Just my take on the matter.



PurpleTurtle

6,940 posts

143 months

Wednesday 3rd February 2016
quotequote all
anonymous said:
[redacted]
Being outside the EU, but still being able to go to Magaluf pretty much hassle free, so they can stuff their fat faces at Tom Brown's English Restaurant, without having to risk "any of that foreign muck"


Don

28,377 posts

283 months

Wednesday 3rd February 2016
quotequote all
These polls have about as much credibility as...

...the polls that predicted a hung parliament last year.

I think we are probably better off in the EU rather than out.

This is no way encourages me to believe that Britain won't vote for Brexit with a landslide. PH certainly isn't a predictor of the outcome - but you can't spend the last twenty years blaming the EU for regulation, "fighting for Britain's vetoes" from EU law and generally complaining and disrespecting the institution and expect the average UK citizen to look favourably on staying in.

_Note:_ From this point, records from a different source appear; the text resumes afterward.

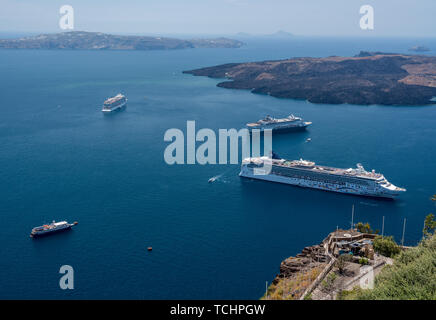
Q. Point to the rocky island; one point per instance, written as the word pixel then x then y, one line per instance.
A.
pixel 81 40
pixel 367 78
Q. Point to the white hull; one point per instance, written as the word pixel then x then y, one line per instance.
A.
pixel 349 189
pixel 107 110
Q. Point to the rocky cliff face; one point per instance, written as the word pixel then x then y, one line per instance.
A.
pixel 309 258
pixel 368 78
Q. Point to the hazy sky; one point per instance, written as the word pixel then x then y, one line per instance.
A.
pixel 302 17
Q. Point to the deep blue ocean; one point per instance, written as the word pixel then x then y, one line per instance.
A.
pixel 61 158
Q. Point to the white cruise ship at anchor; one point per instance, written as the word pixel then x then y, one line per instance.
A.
pixel 288 124
pixel 114 103
pixel 307 174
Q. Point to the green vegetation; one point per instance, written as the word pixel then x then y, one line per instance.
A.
pixel 386 246
pixel 411 277
pixel 365 228
pixel 429 225
pixel 327 284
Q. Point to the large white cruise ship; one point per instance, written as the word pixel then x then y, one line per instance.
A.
pixel 290 123
pixel 114 103
pixel 307 174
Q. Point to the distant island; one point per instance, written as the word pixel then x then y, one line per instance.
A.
pixel 419 49
pixel 367 78
pixel 81 40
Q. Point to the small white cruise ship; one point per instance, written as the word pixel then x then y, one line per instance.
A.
pixel 51 228
pixel 114 103
pixel 290 123
pixel 307 174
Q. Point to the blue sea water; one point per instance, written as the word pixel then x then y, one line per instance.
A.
pixel 60 158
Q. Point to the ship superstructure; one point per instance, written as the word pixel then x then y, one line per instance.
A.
pixel 290 123
pixel 51 228
pixel 304 173
pixel 114 103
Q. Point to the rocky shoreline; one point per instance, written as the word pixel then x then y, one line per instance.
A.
pixel 365 79
pixel 81 40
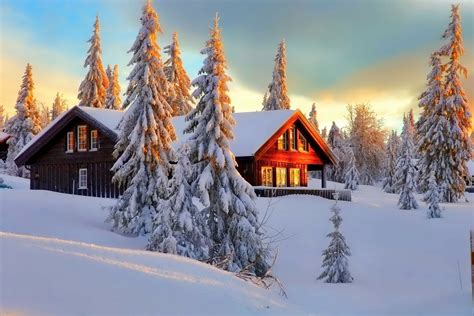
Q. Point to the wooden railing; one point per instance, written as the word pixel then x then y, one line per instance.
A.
pixel 344 195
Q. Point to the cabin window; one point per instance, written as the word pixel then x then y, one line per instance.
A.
pixel 293 138
pixel 82 138
pixel 70 142
pixel 83 178
pixel 303 143
pixel 295 177
pixel 281 177
pixel 283 141
pixel 94 140
pixel 267 176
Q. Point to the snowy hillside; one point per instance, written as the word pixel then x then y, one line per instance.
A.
pixel 58 257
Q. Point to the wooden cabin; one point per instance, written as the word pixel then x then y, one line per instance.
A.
pixel 74 153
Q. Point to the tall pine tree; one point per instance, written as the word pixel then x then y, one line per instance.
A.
pixel 335 263
pixel 454 105
pixel 143 148
pixel 180 98
pixel 228 199
pixel 92 90
pixel 59 106
pixel 277 97
pixel 23 126
pixel 405 173
pixel 112 100
pixel 393 148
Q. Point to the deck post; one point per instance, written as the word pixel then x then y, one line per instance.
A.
pixel 323 177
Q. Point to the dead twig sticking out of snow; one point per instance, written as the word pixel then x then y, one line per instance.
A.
pixel 266 281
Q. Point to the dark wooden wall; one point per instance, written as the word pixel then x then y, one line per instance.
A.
pixel 55 170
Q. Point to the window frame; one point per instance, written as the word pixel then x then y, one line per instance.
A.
pixel 304 143
pixel 292 177
pixel 293 138
pixel 96 143
pixel 79 138
pixel 282 142
pixel 82 177
pixel 279 177
pixel 68 142
pixel 267 176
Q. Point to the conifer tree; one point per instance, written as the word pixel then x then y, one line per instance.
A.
pixel 433 197
pixel 338 146
pixel 45 116
pixel 181 228
pixel 313 118
pixel 324 133
pixel 335 263
pixel 59 106
pixel 143 148
pixel 92 90
pixel 351 180
pixel 431 127
pixel 405 172
pixel 393 147
pixel 454 106
pixel 179 98
pixel 2 117
pixel 23 126
pixel 228 199
pixel 277 98
pixel 112 100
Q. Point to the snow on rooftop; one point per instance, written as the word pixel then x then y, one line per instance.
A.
pixel 109 118
pixel 251 131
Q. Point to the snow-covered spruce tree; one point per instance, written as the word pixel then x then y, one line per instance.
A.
pixel 229 200
pixel 454 107
pixel 338 145
pixel 181 229
pixel 312 118
pixel 143 148
pixel 180 98
pixel 2 117
pixel 112 100
pixel 24 125
pixel 367 138
pixel 277 97
pixel 351 180
pixel 59 106
pixel 93 88
pixel 405 173
pixel 335 262
pixel 431 127
pixel 324 133
pixel 45 116
pixel 433 197
pixel 393 147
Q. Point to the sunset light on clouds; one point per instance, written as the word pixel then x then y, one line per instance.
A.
pixel 339 53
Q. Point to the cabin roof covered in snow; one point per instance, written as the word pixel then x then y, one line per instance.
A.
pixel 251 132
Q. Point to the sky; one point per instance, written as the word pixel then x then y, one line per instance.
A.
pixel 339 52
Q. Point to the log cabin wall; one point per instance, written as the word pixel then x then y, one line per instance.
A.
pixel 55 169
pixel 289 158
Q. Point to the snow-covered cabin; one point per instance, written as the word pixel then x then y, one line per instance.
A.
pixel 74 153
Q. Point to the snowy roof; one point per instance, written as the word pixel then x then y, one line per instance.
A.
pixel 251 131
pixel 470 167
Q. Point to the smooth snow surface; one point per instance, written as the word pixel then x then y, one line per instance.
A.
pixel 58 257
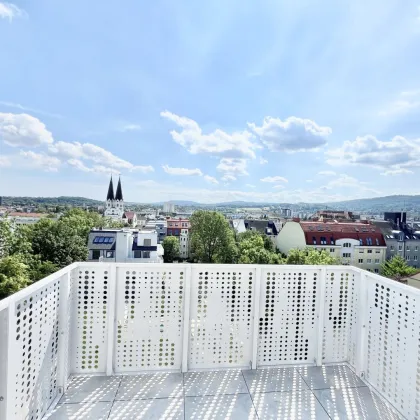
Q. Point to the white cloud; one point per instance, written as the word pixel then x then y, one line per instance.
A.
pixel 41 161
pixel 10 11
pixel 327 173
pixel 232 168
pixel 4 162
pixel 292 135
pixel 181 171
pixel 217 143
pixel 211 179
pixel 23 130
pixel 395 154
pixel 274 179
pixel 99 155
pixel 400 171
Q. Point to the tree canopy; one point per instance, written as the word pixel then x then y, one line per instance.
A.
pixel 171 247
pixel 397 268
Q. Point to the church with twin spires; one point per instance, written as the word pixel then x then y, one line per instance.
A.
pixel 114 206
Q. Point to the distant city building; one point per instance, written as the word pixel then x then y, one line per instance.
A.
pixel 124 245
pixel 359 244
pixel 168 207
pixel 402 238
pixel 180 228
pixel 114 205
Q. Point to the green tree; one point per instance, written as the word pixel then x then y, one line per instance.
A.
pixel 13 276
pixel 310 256
pixel 397 268
pixel 212 240
pixel 171 248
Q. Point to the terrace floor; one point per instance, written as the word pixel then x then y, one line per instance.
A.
pixel 276 393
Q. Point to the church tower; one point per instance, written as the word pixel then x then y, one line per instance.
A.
pixel 114 206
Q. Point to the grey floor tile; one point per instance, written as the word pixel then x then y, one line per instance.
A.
pixel 157 409
pixel 296 405
pixel 274 379
pixel 154 385
pixel 214 383
pixel 91 389
pixel 234 407
pixel 322 377
pixel 85 411
pixel 355 403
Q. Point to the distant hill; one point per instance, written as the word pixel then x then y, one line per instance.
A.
pixel 377 204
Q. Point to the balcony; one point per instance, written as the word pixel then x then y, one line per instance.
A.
pixel 131 341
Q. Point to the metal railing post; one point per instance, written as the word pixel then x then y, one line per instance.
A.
pixel 255 327
pixel 321 316
pixel 63 336
pixel 362 324
pixel 112 303
pixel 186 319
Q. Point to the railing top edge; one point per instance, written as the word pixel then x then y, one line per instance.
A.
pixel 35 286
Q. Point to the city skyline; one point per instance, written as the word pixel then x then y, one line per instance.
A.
pixel 219 102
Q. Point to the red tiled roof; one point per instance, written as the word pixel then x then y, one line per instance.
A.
pixel 341 231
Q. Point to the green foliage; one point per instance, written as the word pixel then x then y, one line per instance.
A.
pixel 212 240
pixel 171 247
pixel 13 275
pixel 397 268
pixel 310 256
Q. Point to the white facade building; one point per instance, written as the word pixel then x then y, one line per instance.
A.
pixel 124 245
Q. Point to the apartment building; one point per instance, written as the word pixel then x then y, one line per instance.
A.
pixel 181 229
pixel 124 245
pixel 358 244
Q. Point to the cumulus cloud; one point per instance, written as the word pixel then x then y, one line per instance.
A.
pixel 181 171
pixel 292 135
pixel 23 130
pixel 217 143
pixel 10 11
pixel 395 154
pixel 41 160
pixel 274 179
pixel 326 173
pixel 211 179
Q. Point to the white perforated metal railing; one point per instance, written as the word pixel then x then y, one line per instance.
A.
pixel 110 318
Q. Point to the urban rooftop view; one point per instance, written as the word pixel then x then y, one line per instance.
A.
pixel 209 210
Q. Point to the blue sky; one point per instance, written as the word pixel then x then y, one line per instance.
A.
pixel 266 100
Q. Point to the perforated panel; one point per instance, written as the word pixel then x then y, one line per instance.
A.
pixel 288 316
pixel 149 313
pixel 393 344
pixel 35 361
pixel 221 316
pixel 340 316
pixel 90 302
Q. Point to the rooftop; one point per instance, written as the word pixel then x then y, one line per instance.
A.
pixel 195 341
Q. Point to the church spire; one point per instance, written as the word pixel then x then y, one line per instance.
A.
pixel 110 195
pixel 118 194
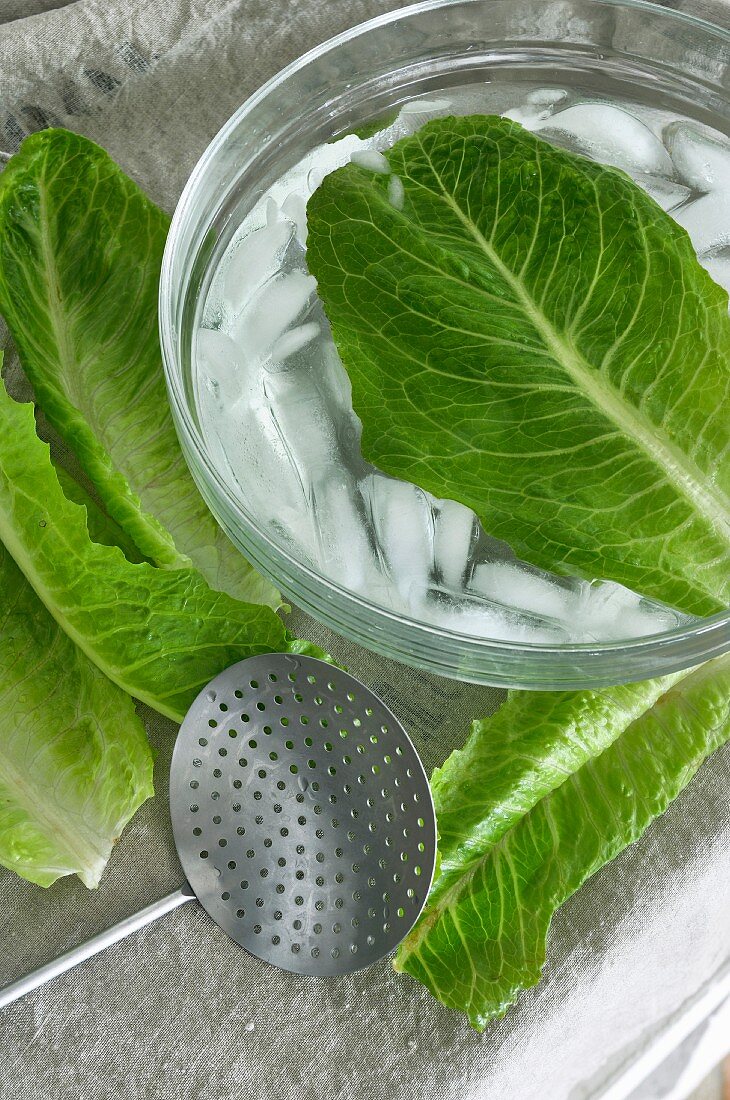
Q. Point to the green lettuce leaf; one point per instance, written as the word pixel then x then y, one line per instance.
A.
pixel 159 634
pixel 80 252
pixel 543 794
pixel 75 762
pixel 529 333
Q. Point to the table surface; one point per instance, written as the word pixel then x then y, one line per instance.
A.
pixel 178 1010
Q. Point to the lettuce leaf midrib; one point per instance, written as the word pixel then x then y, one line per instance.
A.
pixel 676 466
pixel 486 938
pixel 464 388
pixel 80 248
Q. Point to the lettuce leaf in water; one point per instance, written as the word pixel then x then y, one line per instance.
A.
pixel 542 795
pixel 529 333
pixel 75 762
pixel 159 634
pixel 80 252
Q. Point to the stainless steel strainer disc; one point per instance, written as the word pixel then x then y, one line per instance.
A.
pixel 302 818
pixel 301 814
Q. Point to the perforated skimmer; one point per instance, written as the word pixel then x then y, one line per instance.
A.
pixel 302 818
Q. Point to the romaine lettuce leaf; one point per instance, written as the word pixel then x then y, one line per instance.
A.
pixel 529 333
pixel 75 762
pixel 159 634
pixel 80 251
pixel 542 795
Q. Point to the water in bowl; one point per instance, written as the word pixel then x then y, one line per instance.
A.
pixel 274 399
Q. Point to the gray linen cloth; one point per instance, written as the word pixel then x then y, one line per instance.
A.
pixel 178 1010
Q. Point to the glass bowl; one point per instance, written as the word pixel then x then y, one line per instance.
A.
pixel 355 78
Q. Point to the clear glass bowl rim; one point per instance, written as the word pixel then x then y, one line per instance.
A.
pixel 711 635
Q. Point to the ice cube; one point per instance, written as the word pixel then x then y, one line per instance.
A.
pixel 531 117
pixel 220 363
pixel 345 552
pixel 424 106
pixel 396 193
pixel 295 208
pixel 371 160
pixel 255 259
pixel 273 213
pixel 718 268
pixel 707 220
pixel 295 340
pixel 299 415
pixel 545 97
pixel 701 163
pixel 402 523
pixel 272 310
pixel 484 619
pixel 453 537
pixel 517 585
pixel 610 135
pixel 614 613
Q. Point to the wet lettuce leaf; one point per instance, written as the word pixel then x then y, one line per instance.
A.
pixel 529 333
pixel 543 794
pixel 80 252
pixel 75 763
pixel 159 634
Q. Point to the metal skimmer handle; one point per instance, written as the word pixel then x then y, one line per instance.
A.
pixel 93 946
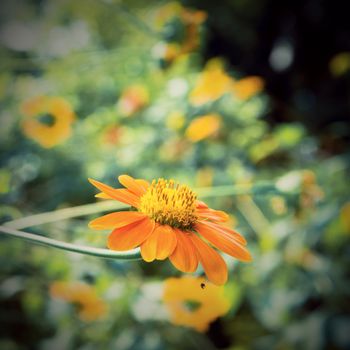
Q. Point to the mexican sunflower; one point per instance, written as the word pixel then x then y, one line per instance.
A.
pixel 59 113
pixel 169 222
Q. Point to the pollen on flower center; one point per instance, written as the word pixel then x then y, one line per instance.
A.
pixel 169 203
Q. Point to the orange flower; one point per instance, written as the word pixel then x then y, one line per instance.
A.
pixel 90 306
pixel 203 127
pixel 193 303
pixel 133 99
pixel 169 222
pixel 56 108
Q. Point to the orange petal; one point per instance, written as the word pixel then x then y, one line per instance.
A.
pixel 200 204
pixel 184 257
pixel 116 220
pixel 103 196
pixel 130 236
pixel 132 185
pixel 215 215
pixel 223 241
pixel 143 183
pixel 121 195
pixel 160 244
pixel 229 231
pixel 213 264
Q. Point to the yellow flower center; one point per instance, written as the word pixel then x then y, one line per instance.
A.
pixel 169 203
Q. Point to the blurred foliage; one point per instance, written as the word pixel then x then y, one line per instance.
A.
pixel 148 102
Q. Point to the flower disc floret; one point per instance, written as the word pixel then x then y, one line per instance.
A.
pixel 169 203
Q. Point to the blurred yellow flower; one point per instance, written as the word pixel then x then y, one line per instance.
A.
pixel 203 127
pixel 345 217
pixel 194 303
pixel 57 127
pixel 132 100
pixel 90 306
pixel 213 83
pixel 247 87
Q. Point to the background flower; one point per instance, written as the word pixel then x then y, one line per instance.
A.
pixel 192 302
pixel 57 127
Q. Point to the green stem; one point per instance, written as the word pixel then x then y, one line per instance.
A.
pixel 99 252
pixel 11 227
pixel 87 209
pixel 66 213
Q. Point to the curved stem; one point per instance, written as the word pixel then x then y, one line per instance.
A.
pixel 11 227
pixel 87 209
pixel 102 253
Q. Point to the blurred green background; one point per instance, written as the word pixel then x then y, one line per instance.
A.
pixel 232 93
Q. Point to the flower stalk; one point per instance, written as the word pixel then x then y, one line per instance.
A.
pixel 13 228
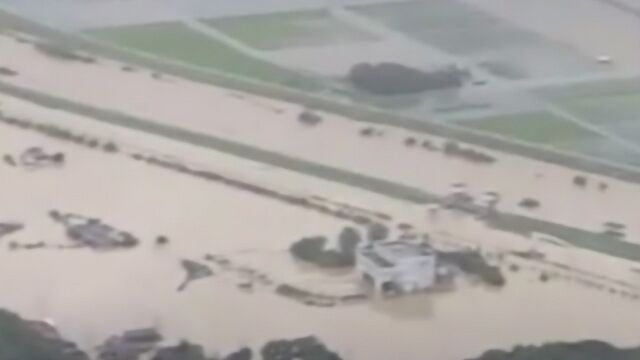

Now, of course, I could be wrong. Who knows, eh? But I know the way it looks to me...

anonymous-user

Original Poster:

53 months

Wednesday 3rd February 2016
quotequote all
rs1952 said:
I am often intrigued by the virulent anti-EU stance taken by so many posters on PH, which does not seem to be to be anywhere near representative of the country as a whole, or at least the parts of it that I inhabit and talk to people in
Where I work, most people I speak to seem to be pro EU membership but against the eurocrats themselves. Oddly though, they tend to be Conservative voters and university educated. I expect that's because it is a pan european organisation.

Foliage

3,861 posts

121 months

Wednesday 3rd February 2016
quotequote all
Im kinda undecided. I thought we should leave but I don't have enough information to decide and the information I can find always seems to be bias one way or the other...


Jonesy23

4,650 posts

135 months

Wednesday 3rd February 2016
quotequote all
Subtle...

'Only old stupid poor people want to leave the EU. You're not old, stupid or poor are you?'

It'd be interesting to see a plot of how the various categories overlap as I don't think the percentages quoted would line up properly.

Mandalore

4,165 posts

112 months

Wednesday 3rd February 2016
quotequote all
Who would the replacment trade partners be if we left and IF Germany, France & Poland decided to block UK imports and services to europe??


Its pretty clear, they would throw their toys out of the pram, if the UK stopped paying intra to cover their inflated farm subsidies and unemployment benefits.






Derek Smith

45,512 posts

247 months

Wednesday 3rd February 2016
quotequote all
Foliage said:
Im kinda undecided. I thought we should leave but I don't have enough information to decide and the information I can find always seems to be bias one way or the other...
Despite doing quite a lot of research on the subject, I've found no conclusive evidence of us being better off out of the EU or better off in the EU. I get the feeling that as we approach the voting day it will become no easier, and probably impossible, to discern the committed from the informed. If it remains that way then I'll vote to stay.

My reasoning? There's a risk in leaving, a leap into the unknown. All four of my kids, and all four of their partners, want to stay in, all for various reasons, so it is, at the moment, done and dusted for me.

I'm old, left school at 15, am poor, but consider myself intelligent. Of my kid's other halves, one is Japanese, one is half Irish (as am I) and one is half Polish, so we are rather an international family and insularity is not a major character defect.